Kazaam (1996; Touchstone Pictures) |
Kazaam is a perplexing tale that follows Max (played with zero gusto by that kid from Free Willy 2) who meets up with a rapping genie named Kazaam who was trapped in a boom box after evading some local hoods. He then exploits Kazaam’s enslavement to him to help him reconnect with his biological father. Meanwhile, somebody found Shaq’s rapping bearable (because the plot says so) so he gets a record deal, and an evil exec tries to gain control over Kazaam and ultimately does so by KILLING THE KID!!! So, we get an epically contrived ending to an already stupid, loud and mindless “comedy?”.
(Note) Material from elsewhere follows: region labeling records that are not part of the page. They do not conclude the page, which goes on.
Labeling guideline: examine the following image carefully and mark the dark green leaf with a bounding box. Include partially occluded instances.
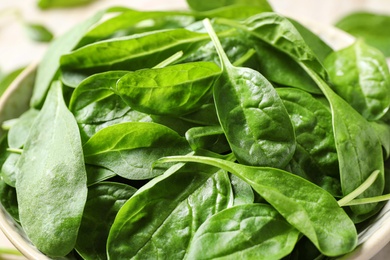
[187,204,299,259]
[187,0,272,11]
[114,62,221,116]
[76,182,136,260]
[16,81,87,256]
[83,122,190,180]
[205,20,296,168]
[107,161,232,259]
[24,23,53,42]
[61,28,212,72]
[37,0,96,9]
[335,12,390,57]
[325,40,390,120]
[160,156,357,256]
[31,11,104,108]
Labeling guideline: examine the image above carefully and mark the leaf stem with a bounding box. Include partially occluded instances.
[7,148,23,154]
[203,18,233,70]
[153,51,183,69]
[337,170,380,207]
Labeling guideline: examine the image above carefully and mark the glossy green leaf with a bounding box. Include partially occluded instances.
[325,40,390,120]
[370,121,390,160]
[79,109,153,143]
[75,182,136,260]
[107,161,232,259]
[159,156,357,256]
[0,153,20,187]
[205,20,295,167]
[114,62,221,116]
[229,174,255,206]
[277,88,339,188]
[85,164,116,186]
[83,122,191,180]
[303,65,384,216]
[37,0,96,9]
[8,108,39,148]
[335,11,390,57]
[186,204,299,259]
[217,12,325,76]
[69,71,130,123]
[253,40,321,94]
[187,0,272,11]
[24,23,54,42]
[0,68,24,96]
[61,28,212,72]
[185,126,230,153]
[31,11,104,108]
[0,180,19,222]
[16,81,87,256]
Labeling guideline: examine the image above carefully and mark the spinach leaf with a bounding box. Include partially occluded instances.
[0,153,21,187]
[114,62,221,116]
[8,108,39,148]
[180,103,219,126]
[0,179,19,222]
[85,164,116,186]
[23,23,54,42]
[107,161,232,259]
[83,122,191,180]
[335,12,390,57]
[37,0,96,9]
[186,204,299,259]
[187,0,272,11]
[229,174,255,206]
[75,182,136,259]
[69,71,130,123]
[185,126,230,154]
[216,12,326,78]
[79,109,155,143]
[370,120,390,160]
[276,88,340,194]
[60,28,213,73]
[0,68,24,96]
[159,156,357,256]
[16,81,87,257]
[205,20,296,168]
[31,11,105,108]
[302,65,384,216]
[325,40,390,120]
[252,40,322,94]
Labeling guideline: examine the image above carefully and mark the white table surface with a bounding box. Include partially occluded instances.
[0,0,390,260]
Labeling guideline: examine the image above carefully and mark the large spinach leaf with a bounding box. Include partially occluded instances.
[186,204,299,259]
[205,20,296,167]
[76,182,136,260]
[16,81,87,256]
[325,40,390,120]
[83,122,191,180]
[160,156,357,256]
[107,161,233,259]
[114,61,221,116]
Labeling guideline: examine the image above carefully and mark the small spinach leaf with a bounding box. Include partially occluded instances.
[75,182,136,260]
[107,161,232,259]
[325,40,390,120]
[186,204,299,259]
[159,156,357,256]
[83,122,191,180]
[114,61,221,116]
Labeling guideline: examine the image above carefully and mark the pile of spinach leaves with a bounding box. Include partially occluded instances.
[0,0,390,259]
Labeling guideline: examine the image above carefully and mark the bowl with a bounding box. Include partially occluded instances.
[0,4,390,259]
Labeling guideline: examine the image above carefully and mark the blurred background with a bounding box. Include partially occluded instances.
[0,0,390,260]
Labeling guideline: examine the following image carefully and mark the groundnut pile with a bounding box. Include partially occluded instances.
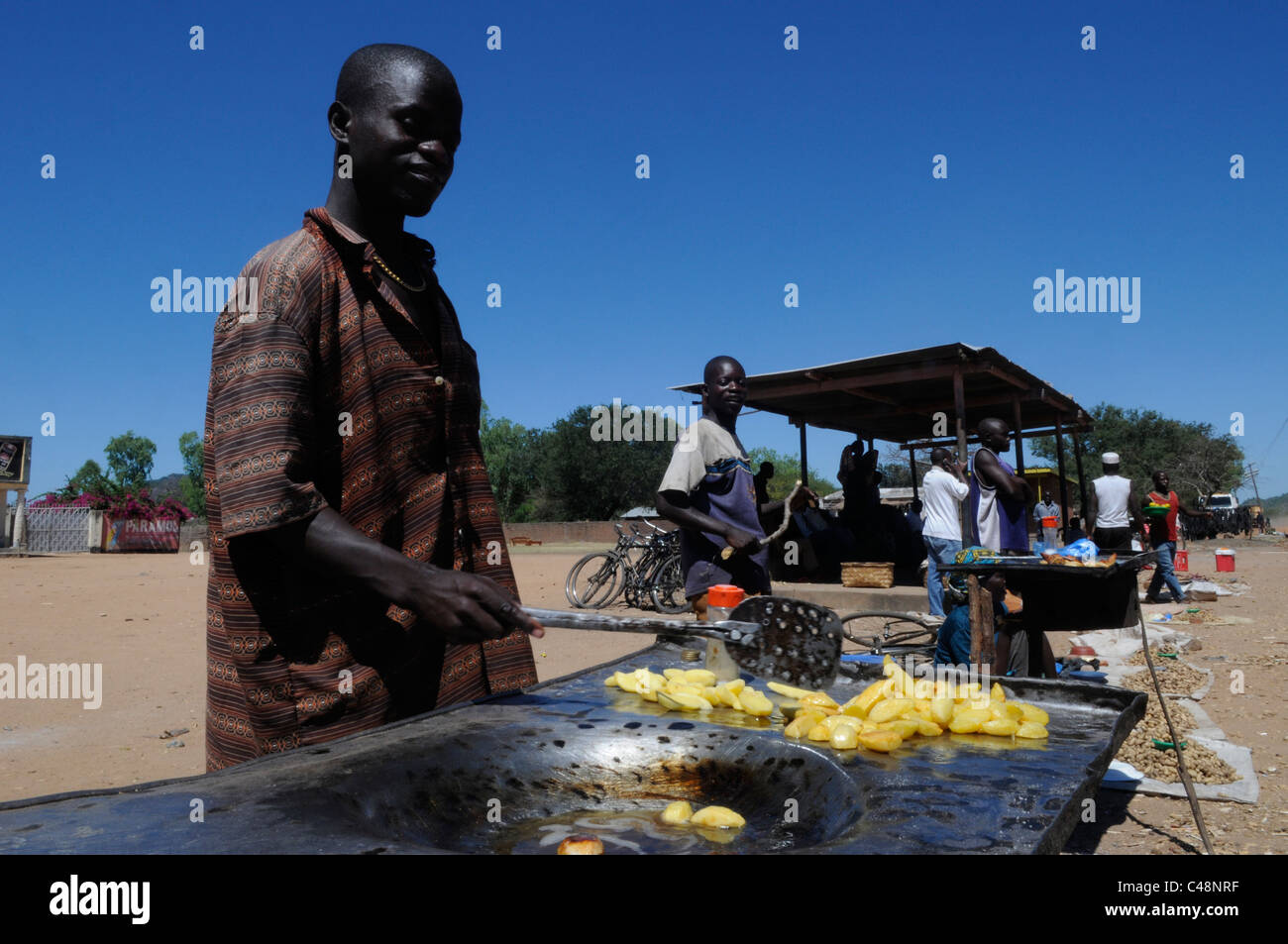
[1118,698,1236,783]
[1120,660,1208,695]
[1124,643,1176,666]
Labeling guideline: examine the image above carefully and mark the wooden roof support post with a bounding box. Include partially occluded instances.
[1012,396,1024,479]
[800,420,808,488]
[966,574,997,673]
[1073,432,1087,520]
[1055,413,1069,531]
[953,367,971,548]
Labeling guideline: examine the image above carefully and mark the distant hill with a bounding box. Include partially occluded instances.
[1252,492,1288,529]
[145,472,183,501]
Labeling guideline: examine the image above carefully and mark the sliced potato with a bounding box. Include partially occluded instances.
[988,702,1024,721]
[1012,702,1051,725]
[948,708,993,734]
[684,669,716,686]
[844,679,888,717]
[800,691,841,713]
[819,715,863,734]
[657,691,711,711]
[690,806,747,829]
[868,698,915,724]
[662,799,693,825]
[769,682,821,700]
[877,717,921,741]
[979,717,1020,737]
[828,715,859,751]
[738,687,774,717]
[859,729,903,754]
[930,695,953,726]
[783,711,827,739]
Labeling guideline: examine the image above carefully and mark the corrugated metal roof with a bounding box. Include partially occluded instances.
[671,342,1090,443]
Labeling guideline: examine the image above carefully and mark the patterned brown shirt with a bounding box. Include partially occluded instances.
[205,209,537,770]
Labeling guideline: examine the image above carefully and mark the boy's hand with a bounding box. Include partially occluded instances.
[793,485,818,511]
[724,528,760,554]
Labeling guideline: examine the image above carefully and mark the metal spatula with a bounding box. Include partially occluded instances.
[523,596,841,687]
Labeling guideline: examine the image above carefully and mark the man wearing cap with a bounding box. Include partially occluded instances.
[205,44,542,770]
[1087,452,1140,551]
[970,416,1031,554]
[921,446,970,619]
[657,356,815,619]
[1140,469,1212,602]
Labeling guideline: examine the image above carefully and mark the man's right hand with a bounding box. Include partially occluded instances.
[404,566,545,643]
[724,528,760,554]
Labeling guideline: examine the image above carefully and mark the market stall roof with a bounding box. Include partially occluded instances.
[671,342,1091,443]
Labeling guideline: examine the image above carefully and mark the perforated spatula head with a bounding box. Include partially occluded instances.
[725,596,841,689]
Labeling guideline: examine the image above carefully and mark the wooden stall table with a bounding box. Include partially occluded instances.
[940,551,1158,677]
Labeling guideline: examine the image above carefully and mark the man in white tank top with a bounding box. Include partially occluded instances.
[1087,452,1140,551]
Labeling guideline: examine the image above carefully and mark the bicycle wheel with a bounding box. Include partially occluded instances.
[841,612,939,656]
[651,554,690,613]
[622,564,648,609]
[564,551,622,609]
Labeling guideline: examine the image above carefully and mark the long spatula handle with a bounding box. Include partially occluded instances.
[523,606,760,641]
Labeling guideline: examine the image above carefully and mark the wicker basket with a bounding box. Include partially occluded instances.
[841,562,894,587]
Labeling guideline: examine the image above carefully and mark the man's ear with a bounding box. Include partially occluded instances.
[326,102,353,145]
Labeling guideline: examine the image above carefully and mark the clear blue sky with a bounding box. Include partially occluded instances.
[0,0,1288,494]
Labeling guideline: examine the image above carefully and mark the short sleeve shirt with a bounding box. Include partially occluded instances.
[205,209,536,770]
[1149,492,1181,548]
[657,416,770,596]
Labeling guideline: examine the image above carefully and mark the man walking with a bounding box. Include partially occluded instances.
[970,417,1029,554]
[1140,469,1212,602]
[1033,490,1060,548]
[205,44,542,770]
[921,446,970,617]
[1087,452,1140,551]
[657,357,816,619]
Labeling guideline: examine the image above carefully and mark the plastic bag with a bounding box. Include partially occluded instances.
[1056,537,1100,564]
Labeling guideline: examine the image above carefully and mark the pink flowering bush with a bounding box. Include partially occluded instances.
[29,488,193,522]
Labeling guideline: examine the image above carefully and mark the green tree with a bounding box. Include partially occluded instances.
[480,403,541,522]
[179,430,206,518]
[64,459,113,498]
[1026,403,1243,505]
[535,406,674,520]
[103,429,158,492]
[747,446,840,501]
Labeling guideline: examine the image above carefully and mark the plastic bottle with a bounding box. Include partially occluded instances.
[705,583,747,682]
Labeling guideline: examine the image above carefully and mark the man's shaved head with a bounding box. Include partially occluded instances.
[702,355,747,383]
[335,43,460,110]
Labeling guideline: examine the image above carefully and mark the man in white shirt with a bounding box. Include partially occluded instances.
[1087,452,1140,551]
[921,446,970,617]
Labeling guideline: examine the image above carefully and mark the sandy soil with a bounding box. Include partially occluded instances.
[0,530,1288,854]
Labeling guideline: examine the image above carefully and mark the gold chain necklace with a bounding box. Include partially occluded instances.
[371,250,425,292]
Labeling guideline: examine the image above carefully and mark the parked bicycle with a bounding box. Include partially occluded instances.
[564,522,688,613]
[841,610,939,658]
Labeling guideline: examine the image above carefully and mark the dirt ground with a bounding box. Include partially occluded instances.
[0,540,1288,854]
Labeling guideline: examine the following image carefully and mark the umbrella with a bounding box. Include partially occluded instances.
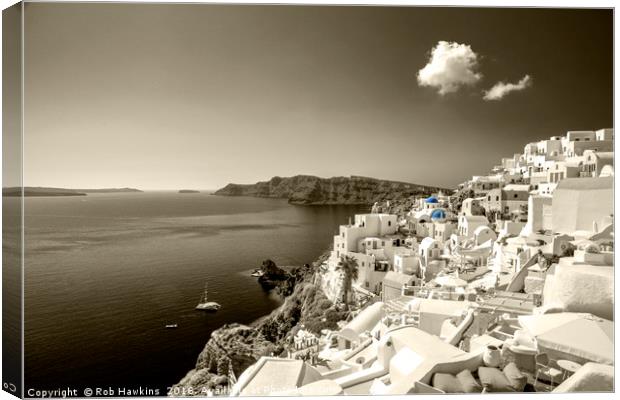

Kazaam is a truly bizarre film because it bounces between its emotions more than a bipolar meth addict. We get heartwarming emotion unexpectedly interrupted by an unnecessary musical number, danger and menace mixed with special effects-ridden adventure and a strange and kind of twisted death scene followed by an elation-filled and facepalm-worthy ending. This movie suffers from Buffet Screenwriting, a philosophy that you have to squeeze everything you can into your movie whether it belongs or not because otherwise it will be boring. It’s interesting that just about every movie that employed this including, and particularly, Kazaam, ends up sucking big time while simpler films are almost always better. Maybe filmmakers should take a hint.